The drive for greater efficiency has also meant a move toward more lightweight construction, often using plastic instead of metal when possible. However, consumers often prefer the aesthetics of shiny metallic accents. Electroplating ─ the long-preferred method of applying such finishes ─ creates wastewater contamination and uses chromium derivatives that are limited in the European Union. Even establishing new electroplating plants in countries like China and Brazil, which are voluntarily adopting the stricter European environmental regulations, is no longer an option. However, cleaner solutions exist, such as embedded physical vaporization deposition (ePD™) by Oerlikon Balzers, which is an innovative coating process that achieves the same look without involvement of hazardous substances. As innovation continues to focus on cleaner processes, harmful environmental impact will be minimized.
Reducing Environmental Impact
According to Radermacher, the innovation we are seeing in autonomous vehicles, which merge automotive and information technologies, have the potential to meet today´s mobility level with half as many cars. Google has been a leader in autonomous passenger cars and, in 2014, Daimler introduced its Mercedes-Benz “Future Truck 2025”, a tractor-trailer with autonomous driving technology designed to assist, rather than replace, truck drivers.
But the professor’s cautionary concerns extend to the potential rebound effect of such breakthroughs. While technology can improve resource efficiency, it can also increase resource needs and environmental burdens in other ways. Specifically, when innovation drives down prices, more people can travel, which may result in greater fuel consumption, greenhouse gas emissions, and stress on travel infrastructure. Radermacher also notes that without better technology, broad prosperity and sustainability for humankind will be out of reach.

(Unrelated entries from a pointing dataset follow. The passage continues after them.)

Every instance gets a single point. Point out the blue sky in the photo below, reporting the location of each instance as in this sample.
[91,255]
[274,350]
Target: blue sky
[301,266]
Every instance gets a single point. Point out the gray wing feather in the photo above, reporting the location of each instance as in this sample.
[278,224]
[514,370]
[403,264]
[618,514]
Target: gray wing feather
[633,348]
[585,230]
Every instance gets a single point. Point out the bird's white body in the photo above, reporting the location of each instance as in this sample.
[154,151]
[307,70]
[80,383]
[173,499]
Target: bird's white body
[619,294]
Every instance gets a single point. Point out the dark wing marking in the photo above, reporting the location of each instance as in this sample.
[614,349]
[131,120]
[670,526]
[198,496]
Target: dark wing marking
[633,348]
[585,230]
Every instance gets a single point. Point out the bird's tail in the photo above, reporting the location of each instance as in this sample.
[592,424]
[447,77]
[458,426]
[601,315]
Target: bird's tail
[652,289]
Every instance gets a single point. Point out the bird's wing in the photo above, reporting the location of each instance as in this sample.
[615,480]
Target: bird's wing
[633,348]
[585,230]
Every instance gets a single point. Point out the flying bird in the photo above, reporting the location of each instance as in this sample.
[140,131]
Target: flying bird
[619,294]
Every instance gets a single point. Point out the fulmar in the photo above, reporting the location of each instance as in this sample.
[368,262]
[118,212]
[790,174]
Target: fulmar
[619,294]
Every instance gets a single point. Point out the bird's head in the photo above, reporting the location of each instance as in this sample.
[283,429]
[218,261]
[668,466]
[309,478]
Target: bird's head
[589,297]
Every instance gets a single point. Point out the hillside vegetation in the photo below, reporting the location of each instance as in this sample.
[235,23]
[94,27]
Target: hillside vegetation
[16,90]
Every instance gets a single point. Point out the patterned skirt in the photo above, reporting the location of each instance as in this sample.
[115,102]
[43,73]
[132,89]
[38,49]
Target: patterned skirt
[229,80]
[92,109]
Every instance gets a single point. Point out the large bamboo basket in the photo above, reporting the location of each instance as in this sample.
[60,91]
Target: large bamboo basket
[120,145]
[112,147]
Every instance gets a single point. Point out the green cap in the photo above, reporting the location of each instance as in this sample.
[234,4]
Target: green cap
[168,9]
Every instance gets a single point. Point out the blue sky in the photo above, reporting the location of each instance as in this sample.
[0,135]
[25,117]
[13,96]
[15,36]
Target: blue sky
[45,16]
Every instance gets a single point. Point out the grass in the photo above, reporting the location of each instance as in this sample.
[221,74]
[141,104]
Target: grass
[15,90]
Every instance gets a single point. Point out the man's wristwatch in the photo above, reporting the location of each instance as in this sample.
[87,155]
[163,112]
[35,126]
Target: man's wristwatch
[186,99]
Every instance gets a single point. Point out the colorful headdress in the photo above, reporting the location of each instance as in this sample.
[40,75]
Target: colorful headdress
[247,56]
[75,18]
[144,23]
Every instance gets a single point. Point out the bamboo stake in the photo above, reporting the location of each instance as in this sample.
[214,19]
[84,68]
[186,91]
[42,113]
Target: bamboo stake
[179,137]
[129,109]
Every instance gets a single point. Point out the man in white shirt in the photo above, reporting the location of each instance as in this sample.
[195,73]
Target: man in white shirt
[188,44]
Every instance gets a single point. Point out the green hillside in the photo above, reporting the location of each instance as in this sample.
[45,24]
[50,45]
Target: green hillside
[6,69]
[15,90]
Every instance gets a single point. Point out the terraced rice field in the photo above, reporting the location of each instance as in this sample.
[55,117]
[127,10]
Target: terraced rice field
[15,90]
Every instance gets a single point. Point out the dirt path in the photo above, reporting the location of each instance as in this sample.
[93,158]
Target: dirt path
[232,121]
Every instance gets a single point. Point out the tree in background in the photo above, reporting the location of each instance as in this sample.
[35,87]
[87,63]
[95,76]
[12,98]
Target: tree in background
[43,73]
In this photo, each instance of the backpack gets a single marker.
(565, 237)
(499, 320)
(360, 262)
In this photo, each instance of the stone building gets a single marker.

The need for mobility innovation is great and also holds significant promise in finding solutions. Such technology developments must be clearly paired with global governance and a commitment to green, inclusive technologies. The pursuit of innovation with a holistic approach is essential to realize the best possible outcomes of each potential breakthrough while contributing in totality to sustaining the environment.